Mens lane segmentation research
This document lays out the research basis for splitting VoxMens into multiple training and evaluation lanes instead of continuing to mix all behavior types into one generalized objective.
The central problem is straightforward:
If a model is trained to emit both Vox code and documentation prose under overlapping prompt styles, then it will learn to do both, often at exactly the wrong time.
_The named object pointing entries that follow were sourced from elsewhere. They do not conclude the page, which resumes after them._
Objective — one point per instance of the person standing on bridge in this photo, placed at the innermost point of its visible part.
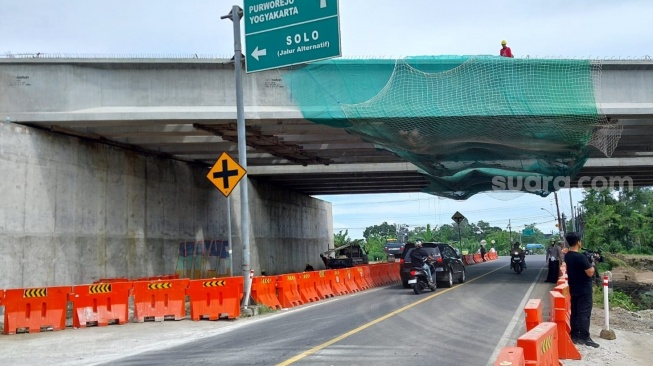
(505, 51)
(579, 272)
(482, 250)
(553, 259)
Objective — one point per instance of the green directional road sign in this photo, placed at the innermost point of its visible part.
(281, 33)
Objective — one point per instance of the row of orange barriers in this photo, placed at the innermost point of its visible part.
(545, 343)
(293, 289)
(470, 259)
(159, 298)
(156, 298)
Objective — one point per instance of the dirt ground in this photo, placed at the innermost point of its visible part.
(634, 330)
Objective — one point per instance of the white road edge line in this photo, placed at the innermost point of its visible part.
(505, 337)
(193, 336)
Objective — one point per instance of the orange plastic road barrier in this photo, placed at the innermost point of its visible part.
(160, 300)
(215, 298)
(350, 280)
(559, 315)
(111, 280)
(367, 275)
(287, 290)
(324, 284)
(338, 282)
(29, 310)
(510, 356)
(306, 284)
(540, 345)
(385, 275)
(100, 304)
(264, 291)
(375, 275)
(533, 310)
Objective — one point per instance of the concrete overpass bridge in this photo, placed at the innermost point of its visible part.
(185, 109)
(107, 160)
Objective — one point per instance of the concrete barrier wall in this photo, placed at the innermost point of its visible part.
(72, 212)
(132, 89)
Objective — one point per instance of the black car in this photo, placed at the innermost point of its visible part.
(346, 256)
(448, 264)
(393, 247)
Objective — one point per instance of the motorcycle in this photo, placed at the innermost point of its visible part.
(516, 262)
(419, 280)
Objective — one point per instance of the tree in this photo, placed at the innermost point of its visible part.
(426, 235)
(618, 220)
(341, 238)
(384, 230)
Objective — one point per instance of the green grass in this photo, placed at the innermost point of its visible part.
(617, 299)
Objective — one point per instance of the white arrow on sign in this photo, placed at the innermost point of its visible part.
(258, 53)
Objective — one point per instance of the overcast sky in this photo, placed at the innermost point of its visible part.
(369, 28)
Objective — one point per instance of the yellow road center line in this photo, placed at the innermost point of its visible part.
(373, 322)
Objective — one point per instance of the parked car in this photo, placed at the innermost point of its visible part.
(394, 247)
(448, 265)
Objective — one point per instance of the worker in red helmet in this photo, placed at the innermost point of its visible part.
(505, 50)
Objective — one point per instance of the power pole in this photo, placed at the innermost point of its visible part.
(571, 204)
(510, 231)
(235, 15)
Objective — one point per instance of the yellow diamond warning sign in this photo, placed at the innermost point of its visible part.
(226, 173)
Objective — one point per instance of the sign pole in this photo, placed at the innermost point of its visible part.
(235, 15)
(460, 240)
(458, 218)
(231, 258)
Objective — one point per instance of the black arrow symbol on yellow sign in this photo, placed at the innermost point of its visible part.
(225, 174)
(159, 286)
(35, 292)
(214, 283)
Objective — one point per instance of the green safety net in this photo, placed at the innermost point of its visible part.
(469, 123)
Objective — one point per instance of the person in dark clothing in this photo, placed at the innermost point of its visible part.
(579, 273)
(419, 257)
(483, 242)
(522, 255)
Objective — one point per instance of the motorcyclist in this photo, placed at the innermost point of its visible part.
(522, 255)
(419, 258)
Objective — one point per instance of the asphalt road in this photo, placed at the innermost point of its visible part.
(464, 325)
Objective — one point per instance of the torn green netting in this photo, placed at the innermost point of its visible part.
(463, 120)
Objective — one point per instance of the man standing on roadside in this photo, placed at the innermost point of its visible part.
(553, 259)
(482, 249)
(579, 273)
That is tolerable for a generic assistant. It is not tolerable for a product whose primary lane is:
- code only,
- valid
.vox, - ideally canonical/de-whitespaced,
- minimal repair cost.
Why lane segmentation is necessary
The current corpus system already contains multiple behavior families:
- code generation,
- explanation,
- documentation Q&A,
- error correction,
- tool traces,
- speech-to-code,
- architectural QA,
- synthetic prompts,
- future multimodal scaffolding.
Those are not interchangeable. They train different output behaviors.
Without explicit lane ownership, the system risks three forms of contamination:
-
surface contamination
- prose or markdown wrappers appearing in code output.
-
task contamination
- the model answers “about” code instead of writing code.
-
style contamination
- code output becomes less canonical, less compact, or more conversational.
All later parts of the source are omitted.